Remy Zaugg
Ronny Van de Velde
Situated between an analysis of perception and painting, Rémy Zaugg’s series, A Sheet of Paper I & II, 1973–90, may be seen as an endless permutation of works, wherein each painting, each view, implies another.
Zaugg refers to his five-year journal, Constitution of a Painting, 1963–66, as a “student work,” which took a reproduction of Paul Cézanne’s La maison du pendu (House of the hanged man, 1873), as a starting point. In this exhibition, we follow his progress as a painter, after he has assimilated the knowledge of Cézanne’s concept of figuration. Thus, we find a series of approaches to painting, grounded in an intricate mix of color, scale, and language. This is a work, perhaps a lifework, about the possibilities of realizing the myriad number of ramifications that may affect the relationship between artist, work, and public. Zaugg’s comment on the use of text in Constitution, comparing it to “a trail of mucous left behind by a snail,” may apply to the entire body of work. It is the trace, the evidence of work, that distinguishes it.
Here one was able to follow a trajectory in Zaugg’s work, beginning with the application of brown paint on the paper and ending with an overloaded encrustation of the painted surface with words. Throughout the narrativelike path that distinguishes the installation of these works over three floors, the viewer undertakes the process of chronologizing each step of the artist’s path. From the early works that commence in the entry hall to the most recent on the top floor, Zaugg’s assignment of place for the paintings reinforces their additive quality, always tied to the realization of process.

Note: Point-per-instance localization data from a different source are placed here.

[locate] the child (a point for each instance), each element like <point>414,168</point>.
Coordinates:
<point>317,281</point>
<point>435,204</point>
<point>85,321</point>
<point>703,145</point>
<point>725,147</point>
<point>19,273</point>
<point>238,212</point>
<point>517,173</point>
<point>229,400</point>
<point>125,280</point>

At the same time, the use of color as both subject and base of the paintings utilizes repetition in order to illuminate the same notion of process. At a certain point, the spectator’s experience becomes almost hallucinatory, and the individual works become part of a cumulative experience. This “hallucination” also acts as a means of marking the experience of painting, of looking at single works. Zaugg’s use of the phrase “the blind painter,” in a number of works, is a pointed reference to the condition of seeing and not seeing. Painting is done with the eyes both open and closed.
At the center of Zaugg’s work is the gradual replacement of color and line with the word. Both, of course, represent a means of constructing an image. Yet the more traditional means of figuration seem to be more restrictive, less conditional than the words Zaugg employs. He deconstructs the relationship between image and description by effacing the former and by using text as an approximating device that points to the difficulty in circumscribing, in fully describing, the visual experience.
Zaugg’s project both reinforces and contradicts the notion of difference. In seeing those works exhibited together, one is struck by the characteristics they have in common: materials, color, and size. Yet, it is the multiplication of these elements that produces the ultimate division: on closer inspection, we realize that the differences are enormous. Like the simplicity that is implied in the title, A Sheet of Paper, this exhibition renders illusory the concept of seeing. Utilizing both painterly and literary strategies, Zaugg’s implication of a basic starting point is the ultimate illusion.